Link (Brain, Behavior, & Immunity - Health) [Open Access]
 
Paper reports: none of this works.

Paper manages to avoid saying "promising" but nevertheless concludes —

However, a longer intervention or other methods to promote continued mindfulness practice may be needed to achieve sustained improvement. Additionally, while no improvement in objective assessments of dysautonomia symptoms were seen, our findings indicate there may be a favorable effect of the mindfulness intervention on inflammatory and antiviral biology with a decrease in CTRA, particularly in women with a greater number of COVID-19 exposures. Our results provide support to the use of a MBI as a practical, effective, complementary approach that is feasible and acceptable. Further exploration of the efficacy of MBIs in this population is necessary with larger, controlled, multi-site studies to provide the necessary scrutiny to advance this clinical inquiry.
 
I'm not sure that there is much more to say.

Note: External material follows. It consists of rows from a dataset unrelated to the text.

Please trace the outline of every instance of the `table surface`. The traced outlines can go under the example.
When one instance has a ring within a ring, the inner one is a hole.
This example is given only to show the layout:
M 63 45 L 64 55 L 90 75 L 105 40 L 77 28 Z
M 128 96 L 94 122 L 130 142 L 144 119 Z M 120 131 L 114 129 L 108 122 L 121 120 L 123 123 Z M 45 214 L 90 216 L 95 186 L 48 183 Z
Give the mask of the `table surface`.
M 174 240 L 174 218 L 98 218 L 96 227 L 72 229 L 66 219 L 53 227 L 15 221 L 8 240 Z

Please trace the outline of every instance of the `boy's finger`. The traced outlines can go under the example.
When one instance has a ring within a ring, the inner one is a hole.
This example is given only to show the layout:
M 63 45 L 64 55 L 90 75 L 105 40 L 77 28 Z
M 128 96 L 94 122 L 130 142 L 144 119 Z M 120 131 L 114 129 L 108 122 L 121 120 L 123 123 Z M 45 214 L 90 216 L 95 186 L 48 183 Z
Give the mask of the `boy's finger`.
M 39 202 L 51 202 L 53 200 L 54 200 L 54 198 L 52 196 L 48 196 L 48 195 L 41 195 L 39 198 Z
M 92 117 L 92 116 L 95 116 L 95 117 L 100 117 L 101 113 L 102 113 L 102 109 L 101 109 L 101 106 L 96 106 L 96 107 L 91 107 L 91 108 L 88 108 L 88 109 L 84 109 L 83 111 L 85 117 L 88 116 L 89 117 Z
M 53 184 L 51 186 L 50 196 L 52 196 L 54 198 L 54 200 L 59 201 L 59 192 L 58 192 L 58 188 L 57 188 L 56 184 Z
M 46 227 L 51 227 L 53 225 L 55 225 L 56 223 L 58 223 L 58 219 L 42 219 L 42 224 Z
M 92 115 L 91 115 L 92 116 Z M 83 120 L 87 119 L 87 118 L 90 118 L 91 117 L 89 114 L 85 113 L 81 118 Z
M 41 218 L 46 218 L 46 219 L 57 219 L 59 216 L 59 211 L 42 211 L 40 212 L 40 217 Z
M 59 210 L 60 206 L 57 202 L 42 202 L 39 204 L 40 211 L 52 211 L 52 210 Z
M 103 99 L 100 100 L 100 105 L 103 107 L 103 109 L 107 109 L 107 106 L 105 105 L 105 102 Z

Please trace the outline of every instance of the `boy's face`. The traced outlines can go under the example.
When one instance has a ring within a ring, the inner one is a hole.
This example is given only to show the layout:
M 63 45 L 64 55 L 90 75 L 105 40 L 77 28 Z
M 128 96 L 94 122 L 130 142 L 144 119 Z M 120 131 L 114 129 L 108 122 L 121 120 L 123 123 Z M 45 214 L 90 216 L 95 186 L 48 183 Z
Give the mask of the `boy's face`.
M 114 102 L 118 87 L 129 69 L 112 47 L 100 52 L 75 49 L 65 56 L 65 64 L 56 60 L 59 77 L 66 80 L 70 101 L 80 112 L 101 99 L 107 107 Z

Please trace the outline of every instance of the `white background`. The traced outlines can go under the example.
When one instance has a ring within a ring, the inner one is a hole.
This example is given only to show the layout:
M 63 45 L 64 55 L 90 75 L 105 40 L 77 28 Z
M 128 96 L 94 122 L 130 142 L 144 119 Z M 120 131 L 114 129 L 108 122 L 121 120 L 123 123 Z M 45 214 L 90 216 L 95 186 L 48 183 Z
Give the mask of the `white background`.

Perhaps - even with a highly selected sample, even with a small sample, even with a whole lot of subjective outcomes, even with no controls, the best that they could come up with in terms of benefits to symptom burden was a very temporary cherry-picked reduction in self-reported insomnia. That's actually worse than I would have expected with all those biases at work.

But, but, the Background says
Mindfulness programs reduce psychological and physical symptoms as well as inflammatory gene expression in a variety of medical conditions.
So, there must surely be some problem with the therapy that can be tweaked just a bit...


Based on the abstract:
I don't know what "conserved transcriptional response to adversity (CTRA)" is, but, even though it looks like they tried hard to correlate it with all sorts of things, it doesn't seem to have anything to do with symptom load.